Banking on experience: Executive builds on 23-year career in new role

Phil Castle, The Business Times

Nate Knoll serves as the new president at Alpine Bank Mesa County. He’s worked in a succession of positions, including teller, loan officer and senior loan officer since joining Alpine Bank in July 2000. Knoll expects to apply what he’s learned to his latest position and what he believes will be more of a role as a leader and mentor.

Nate Knoll has held a lot of titles during his 23-year career in banking. He’s most excited about his latest title — president.

It’s not just because the position constitutes the realization of long-term goal. Knoll expects to share what’s he learned over the course of working more than two decades in the industry in his new role as a leader and mentor.

While the bank and local economy face both opportunities and challenges, he says he’s pleased to continue working for an organization that offers so much support to employees and communities. “That’s fun to be a part of and humbling to be a part of.”

Knoll became president of Alpine Bank Mesa County in July.

The bank maintains headquarters in Glenwood Springs and banking offices across Colorado. But one of the heaviest concentrations of operations is located in Mesa County, Knoll says. The bank runs three branches in Grand Junction as well as branches in Clifton and Fruita. Employees in the downtown Grand Junction branch also handle various back office functions for the entire bank. About 300 employees work in Mesa County, he says, a number that makes Alpine Bank one of the larger employers in the area.

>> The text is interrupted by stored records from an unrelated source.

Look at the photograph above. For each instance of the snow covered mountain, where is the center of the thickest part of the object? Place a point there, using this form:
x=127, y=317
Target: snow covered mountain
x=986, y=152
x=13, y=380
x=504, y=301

Knoll says his new duties as president haven’t yet been fully determined. But he expects to transition roles from loan production to leadership and mentorship. His responsibilities as a leader will include training replacements — the loan officers and other bank employees who will in turn move into leadership positions of their own.

He says he’s looking forward to that process and working with employees individually to accommodate different learning styles. “That’s leadership.”

It’s a process Knoll says he went through himself.

He joined Alpine Bank in 2000, first as a teller in the downtown branch and then a loan assistant. He went through the training program Alpine Bank offers prospective bank officers. He subsequently worked two decades as a loan officer and senior loan officer, the majority of the time at the Mesa Mall branch.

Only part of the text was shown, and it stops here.